Search code examples
vectorpysparkword2vec

PySpark: create a vector from values in a group


I currently have a dataset of transaction histories of users in the following format:

+---------+------------+------------+
| user_id | order_date | product_id |
+---------+------------+------------+
|       1 |   20190101 |        123 |
|       1 |   20190102 |        331 |
|       1 |   20190301 |       1029 |
+---------+------------+------------+

I'm trying to transform the dataset to be used for an Item2Vec model -- which I believe has to look like this:

+---------+-------------------+
| user_id |      seq_vec      |
+---------+-------------------+
|    1    |  [123, 331, 1029] |
-------------------------------

I'm assuming the dataset has to be formatted this way from looking at examples of Word2Vec (https://spark.apache.org/docs/2.2.0/ml-features.html#word2vec).
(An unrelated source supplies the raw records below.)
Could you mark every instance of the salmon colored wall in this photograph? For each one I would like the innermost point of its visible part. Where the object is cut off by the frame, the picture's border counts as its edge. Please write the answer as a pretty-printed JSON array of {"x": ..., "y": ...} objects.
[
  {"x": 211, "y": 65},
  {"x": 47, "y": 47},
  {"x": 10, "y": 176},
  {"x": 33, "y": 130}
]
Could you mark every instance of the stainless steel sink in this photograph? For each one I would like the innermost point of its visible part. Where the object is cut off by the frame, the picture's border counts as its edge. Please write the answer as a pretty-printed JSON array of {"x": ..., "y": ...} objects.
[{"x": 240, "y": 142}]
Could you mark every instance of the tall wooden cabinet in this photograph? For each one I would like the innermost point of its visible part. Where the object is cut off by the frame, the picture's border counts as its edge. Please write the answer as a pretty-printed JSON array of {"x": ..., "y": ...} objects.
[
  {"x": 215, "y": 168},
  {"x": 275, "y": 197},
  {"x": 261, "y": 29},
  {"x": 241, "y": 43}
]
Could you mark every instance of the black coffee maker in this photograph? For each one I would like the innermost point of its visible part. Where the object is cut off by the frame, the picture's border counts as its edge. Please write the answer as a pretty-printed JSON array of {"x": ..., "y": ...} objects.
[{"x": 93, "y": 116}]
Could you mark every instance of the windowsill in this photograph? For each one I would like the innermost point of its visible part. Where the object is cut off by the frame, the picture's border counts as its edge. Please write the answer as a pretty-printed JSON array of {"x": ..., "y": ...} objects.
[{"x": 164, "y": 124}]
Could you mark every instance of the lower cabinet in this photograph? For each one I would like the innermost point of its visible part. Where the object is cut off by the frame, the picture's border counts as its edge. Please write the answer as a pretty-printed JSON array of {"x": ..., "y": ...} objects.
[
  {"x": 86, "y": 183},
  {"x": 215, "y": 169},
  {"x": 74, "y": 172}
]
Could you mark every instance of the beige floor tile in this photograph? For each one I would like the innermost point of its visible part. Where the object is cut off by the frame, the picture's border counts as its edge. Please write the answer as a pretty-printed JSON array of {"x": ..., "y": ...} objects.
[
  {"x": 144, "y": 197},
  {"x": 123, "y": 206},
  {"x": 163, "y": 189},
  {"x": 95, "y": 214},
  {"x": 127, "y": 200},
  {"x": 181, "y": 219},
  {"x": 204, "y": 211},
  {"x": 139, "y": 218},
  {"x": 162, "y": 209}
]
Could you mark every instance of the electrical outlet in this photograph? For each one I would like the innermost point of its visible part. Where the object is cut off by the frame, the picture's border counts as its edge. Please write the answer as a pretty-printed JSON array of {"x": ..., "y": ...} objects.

Is there a built-in PySpark method of creating a vector from the values in product_id column if I'm grouping by user_id?


Solution

  • collect_list does the trick

    import pyspark.sql.functions as F
    
    rawData = [(1, 20190101, 123),
               (1, 20190102, 331),
               (1, 20190301, 1029)]
    
    df = spark.createDataFrame(rawData).toDF("user_id", "order_date", "product_id")
    
    df.groupBy("user_id").agg(F.collect_list("product_id").alias("vec")).show()
    
    +-------+----------------+
    |user_id|             vec|
    +-------+----------------+
    |      1|[123, 331, 1029]|
    +-------+----------------+